Charles Jacobs

Charles Jacobs
Co-Founder and President
Once named by The Forward as one of America’s top 50 Jewish leaders, Charles Jacobs is a journalist and long-time social activist who, over the better part of four decades, has founded human rights and pro-Israel organizations to deal with unmet challenges. Some of these have become national institutions.
CAMERA — In 1989, responding to widespread mainstream media bias against Israel, Charles co-founded with Andrea Levin the Boston branch of CAMERA (Committee for Accuracy in Middle East Reporting and Analysis), now the organization’s national office.
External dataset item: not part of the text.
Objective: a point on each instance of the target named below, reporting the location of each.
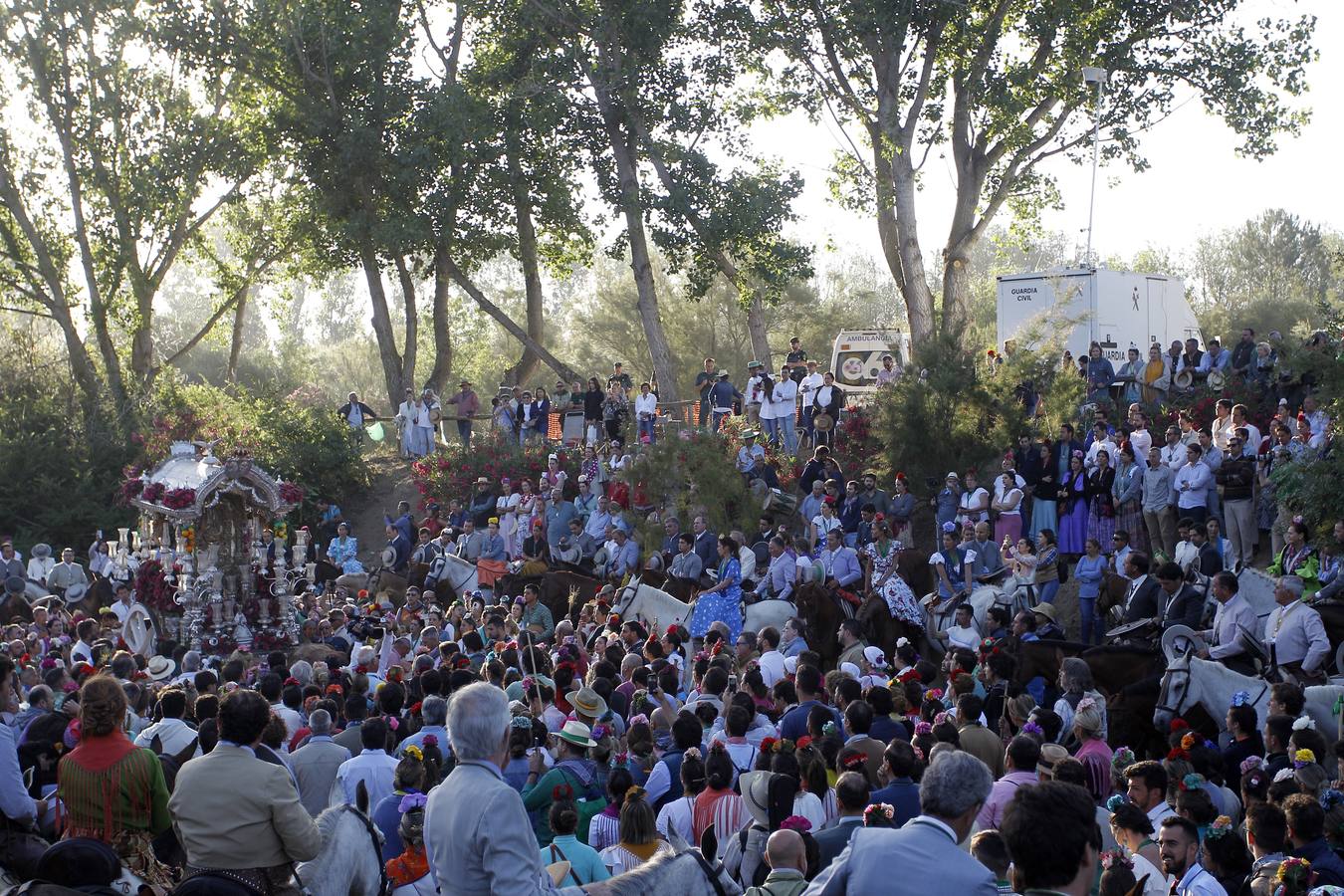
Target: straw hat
(576, 734)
Today, CAMERA is the pre-eminent Middle East media watchdog organization in the United States.
American Anti-Slavery Group — In 1993, in the face of reports of modern-day human bondage, particularly in Africa, where Arabs and Muslims were enslaving black Africans, Charles, along with African Christians and Muslims, founded the American Anti-Slavery Group. The organization brought unprecedented international attention to the enslavement of tens of thousands of mostly Christian Africans in Sudan by militias armed by the genocidal Islamic regime in Khartoum. On September 18, 2000, Coretta Scott King and Boston Mayor Thomas Menino presented Charles with the first-ever Boston Freedom Award for his abolitionist work. In 2001 and 2011, Charles flew several times, illegally, into Sudan on rescue missions that freed thousands of slaves. Charles testified before Congress on three separate occasions (in 1996, 1999, and 2000), and, on October 21, 2002, was invited to the White House for the signing of the Sudan Peace Act, where he spoke with President Bush. The AASG was instrumental in influencing the president to change U.S. policy on Sudan and enforcing a north-south peace treaty which ended the slave raids and created the world’s newest state: South Sudan.
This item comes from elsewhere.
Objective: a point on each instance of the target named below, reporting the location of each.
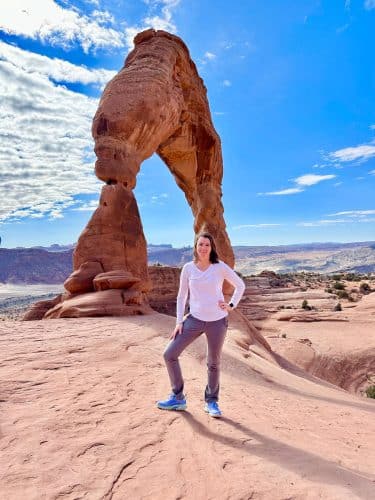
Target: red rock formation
(156, 103)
The David Project — In the summer of 2002, in response to the sudden emergence of a new global anti-Semitism — principally focused against Israel — Charles co-founded the David Project to promote a fair and honest discussion of the Middle East conflict, and which, in 2017, was incorporated into Hillel International’s Israel Engagement and Education department. In its current iteration, it has educated thousands of pro-Israel students each year, preparing them for the rhetorical battles on the nation’s campuses.
Americans for Peace and Tolerance — In September of 2008, in view of the threat of Muslim Brotherhood elements’ rapid penetration of American society — and the failure of civic and political leaders to deal with it — Charles, along with Professor Dennis Hale and Sheikh Ahmed Mansour, founded Americans for Peace and Tolerance. APT works to expose and challenge leftist and terrorist-linked Islamic campaigns which threaten America and the Jews. APT campaigns have helped rid MIT and Northeastern University of terrorist imams, one demoted at NEU because of an APT video campaign.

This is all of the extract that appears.